Former province of Eritrea

Seraye is the name of a former province of Eritrea. It has since been incorporated primarily into the Debub Region, though some western districts have become part of the Gash-Barka Region. The province was located west of Akele Guzai, south of Hamasien and north of Tigray.

==History==
Even though Seraye has yielded fewer archaeological findings than the other two historical regions, Seraye is likely one of the oldest sites of Semitic settlement in the Eritrean highlands. This is suggested by the similarity of its name to South-Arabian place names, possibly due to Semitic immigrants from South Arabia (e.g., Sarwàn, Saràt, in the mountains of Yemen).

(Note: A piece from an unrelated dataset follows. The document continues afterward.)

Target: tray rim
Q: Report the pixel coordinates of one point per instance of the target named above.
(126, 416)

Additionally, the rock inscription of Séhuf Émni in Qwahayn, written in Epigraphic South Arabian script indicates the region's significance during this period.

During the 9th century, Beja clans (who were also known Balaw or Belew, known locally as Belew Kelew) came to form the major ruling class in what would become Seraye and elsewhere in the northern highlands in what are now Eritrea and Tigray. The Beja integrated with the local largely Semitic-speaking population of the Highlands and adopted their language and custom. Despite the decline of the Kingdom of Aksum, the districts of Seraye, Akele Guzai and Hamasien were later under the control of the Christian Zagwe Dynasty, confirmation of this can be seen in a land grant by King Lalibela in the monastery of Debre Libanos near Senafe.

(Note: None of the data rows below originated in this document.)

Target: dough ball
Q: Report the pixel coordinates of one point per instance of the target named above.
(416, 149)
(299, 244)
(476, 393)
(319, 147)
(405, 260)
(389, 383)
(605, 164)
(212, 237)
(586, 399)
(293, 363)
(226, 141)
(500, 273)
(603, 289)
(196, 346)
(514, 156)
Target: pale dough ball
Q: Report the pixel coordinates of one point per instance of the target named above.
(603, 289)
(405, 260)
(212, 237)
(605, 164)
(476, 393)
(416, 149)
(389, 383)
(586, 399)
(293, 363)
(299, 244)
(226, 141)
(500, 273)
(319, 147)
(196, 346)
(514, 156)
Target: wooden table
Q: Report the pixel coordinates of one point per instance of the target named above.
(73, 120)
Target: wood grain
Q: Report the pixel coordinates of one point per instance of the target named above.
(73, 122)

The first mention of the name "Seraye" comes from a land grant of Emperor Newaya Krestos (r. 1344–1372) granting two tracts of land to the convent of Abba Medhanina Egzi'e of Bankwal. Emperor Yeshaq (r. 1414–1429) granted another area in Seraye to the monastery of Debre Abbay. Although the area was spiritually tied to Aksum, it was also heavily influenced by the House of Ewostatewos, who was from Ger'alta in a more southerly district of Tigray. In the 14th century, members of the House of Ewostatewos founded the monastery of Debre Mariam in Seraye, which grew into an important center of learning.

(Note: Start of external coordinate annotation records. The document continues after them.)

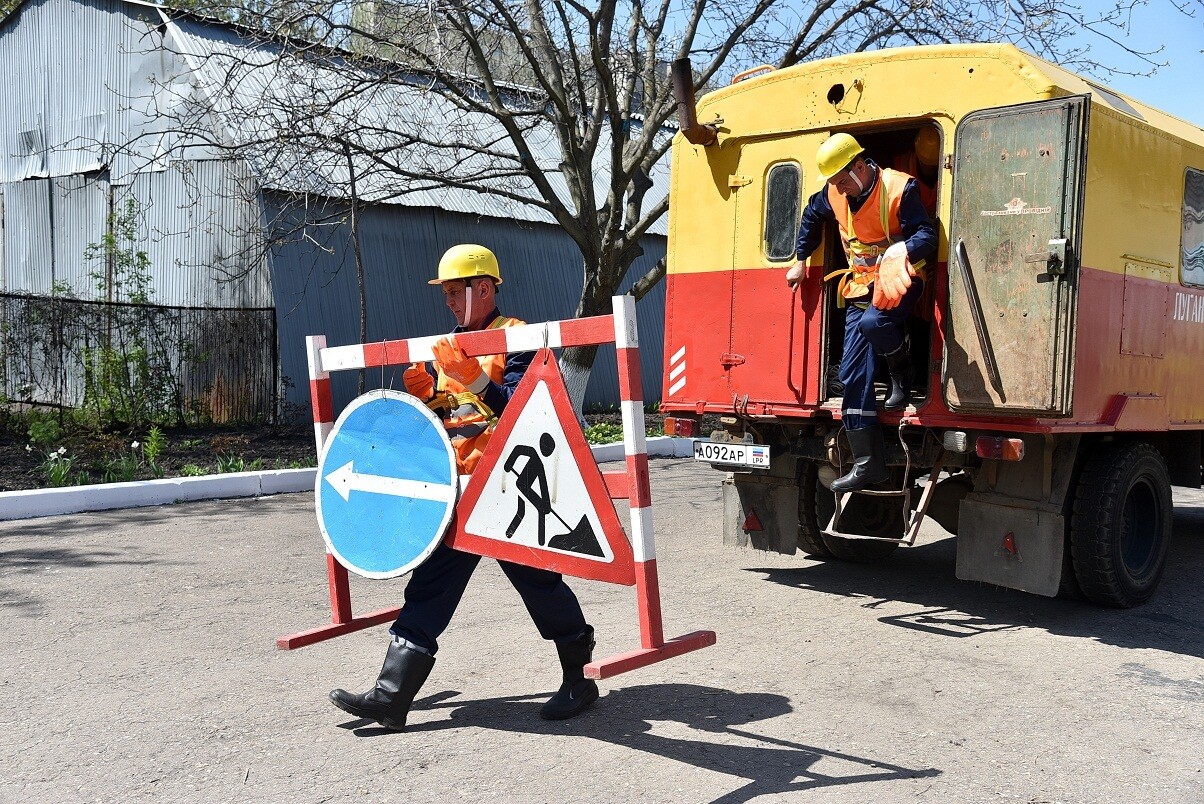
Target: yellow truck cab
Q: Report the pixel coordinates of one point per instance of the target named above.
(1056, 352)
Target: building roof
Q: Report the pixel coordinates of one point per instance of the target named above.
(236, 93)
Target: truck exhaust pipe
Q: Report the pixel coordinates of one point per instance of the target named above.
(697, 134)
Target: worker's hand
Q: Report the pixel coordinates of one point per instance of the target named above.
(460, 367)
(796, 273)
(895, 275)
(418, 382)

During the reorganization of the Ethiopian government under Zara Yaqob (r. 1434–1468), the power of the Bahr Negash's power was greatly increased and elevated above the Shum/Seyums of Hamasien and Seraye. He also issued a charter granting land to the monastery of Debre Mariam in Seraye; Lebna Dengel (r. 1508–1540) also gave a land grant in Seraye, to a certain Habte Ab, whose position was not recorded. Moreover, Debarwa, the chief town of the Bahr Negash, is located in present-day Seraye, on the border between historical Seraye and Hamasien. It lies along the strategic route from Massawa on the Red Sea coast to the hinterland, passing through Seraye and Tigray.

Seraye was mentioned in the Futuh al-Habasha, the history of the conquests of Imam Ahmad ibn Ibrahim al-Ghazi. Seraye was profoundly affected by the Imam's conquests, according to Arab Faqih the province was captured in 1535, but the occupation was resisted bitterly by a nobleman named Tasfa Le’ul, who killed the Adalite governor Vizer Addole and sent his head to the Emperor. Imam Ahmed upon hearing the news marched at the head of an army to meet up with Wazir Abbas, however Tafsā Le’ul heard this news and encountered Abbas before he could meet up with the Imam. Supported by men from Dembiya, Tafsā Le’ul confronted the advancing Muslim force, but was defeated and fled whereupon the Muslims pursued them relentlessly, according to Arab Faqih not a single one managed to escape. After this victory, Imam Ahmed appointed Wazir Abbas as the Bahr Negash, but his forces eventually had to withdraw from the province due to a devastating plague and famine.

During the Italian colonial period, the fertile region attracted large numbers of European settlers, establishing a plantation at Kudo-Felasi and military garrisons at Adi Quala and Adi Ugri.